I recently got one of these motors, it was locked up in a barn since (1990something) on the side of the motor it says it comply with 1995-1998 California laws... so its in those years.

but more importantly i am putting this motor on a gocart(im 15) and right now i am completely lost at how to get it to even turn over.(with electric start) 
the motor is a horizontal shaft and has under 10 hrs on it(so i know it works) but on one side of the motor there is 3 wires coming out with connectors, a yellow wire, green, and smaller white. i need to know what to run to positive, and negative, ect. to do a simple bench test.

thank you and sorry for the long first post
,harrison


----------



## 4x4rancherr (Sep 8, 2009)

come on guys, i need to get this thing running. 

what wires need to be connected to the battey to get it to work, i have both keys..


----------



## Al Bunzel (Apr 20, 2009)

Hi,

I had a quick look at my Kohler Triad 16 OHC (which is not the same as your engine) and the white one was for the ground-to-kill lead ( I had a few white wires),
green wire came from oil sentry switch which got joined to one of the white wires which in turn went to a terminal on the key switch. Oil sentry switch is optional.
I did not have a yellow wire, but I think the yellow wire is optional and is for lights.

Do you have a violet wire, a blue wire and a red wire?
Has your key got Indak written on it?

There should be a black wire from the key switch which connects to the engine block.
That's important for the kill switch part when the key switch is in the off position.

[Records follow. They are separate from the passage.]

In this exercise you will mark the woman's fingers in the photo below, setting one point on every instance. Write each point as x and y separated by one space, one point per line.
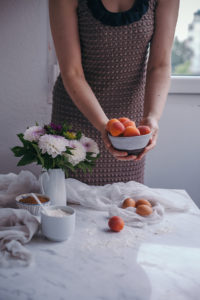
119 155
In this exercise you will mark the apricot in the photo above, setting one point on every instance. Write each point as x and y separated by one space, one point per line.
131 131
144 129
116 128
123 119
129 123
116 223
109 123
142 202
128 202
144 210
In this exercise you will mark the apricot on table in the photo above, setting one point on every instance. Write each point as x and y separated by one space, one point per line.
128 202
116 128
116 223
129 123
123 119
131 131
144 129
142 202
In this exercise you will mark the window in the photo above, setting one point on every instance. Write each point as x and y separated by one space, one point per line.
186 49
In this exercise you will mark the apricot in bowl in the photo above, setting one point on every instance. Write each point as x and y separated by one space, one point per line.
130 144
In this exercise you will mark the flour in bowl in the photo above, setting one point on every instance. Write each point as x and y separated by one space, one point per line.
57 213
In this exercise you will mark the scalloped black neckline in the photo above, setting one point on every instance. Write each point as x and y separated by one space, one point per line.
135 13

When I connect a battery, in general, I put the positive lead on one of the terminal posts on the solenoid of the starter motor (the terminal post furthermost from the starter motor; the other terminal post has an uninsulated wire going inside the starter motor and you don't want to connect the battery to that post, otherwise I think the starter motor starts turning every time the battery is connected). Negative lead, I find somewhere on the engine block.

Maybe, this Kohler Manual might help you even though this one is for a Kohler CH26

If the above does not make sense, please let know and I will see if I can explain it better.

Kind Regards
Al Bunzel


----------



## Al Bunzel (Apr 20, 2009)

Hi,

The white wire usually goes to the key switch, but I'm going to try and confirm more details for your particular engine, hopefully within a day or 2.

Kind Regards
Al Bunzel


----------



## Al Bunzel (Apr 20, 2009)

Hi,

here is further clarification in relation to what I previously tried to say:

yellow = accessories (+) or it can be used also for a low-oil-pressure-warning light (like in a car). The yellow wire will give you + and the green wire can then be used as the (-) trigger light from the oil pressure switch to make the light work at low oil pressure.

the SINGLE white wire goes to the kill switch (and can therefore be looped with the GREEN wire from the oil pressure switch to make the engine stop upon low oil pressure).
Then there are TWO WHITE WIRES (a white wire pair) which comes from the flywheel alternator behind the flywheel. These two white wires provide you with AC power (min 28Volts AC at full speed) and these TWO WHITE wires must go to the regulator/rectifier on the blower housing.

NEVER MX UP THE SINGLE WHITE WIRE AND THE PAIR OF TWO WHITE WIRES ! ! !
NEVER LOOP THE YELLOW WIRE INTO ANY OF THE OTHER TWO WIRES ! ! !

ALSO: you can completely ignore the 3 wires (the white, green and yellow) that are coming out from behind the blower housing, the utilization of these wires is completely optional. Just connect the Battery + to the longer M8 stud on the starter motor solenoid and the negative battery cable anywhere to the block and the engine is ready to run.

Kind Regards
Al Bunzel


----------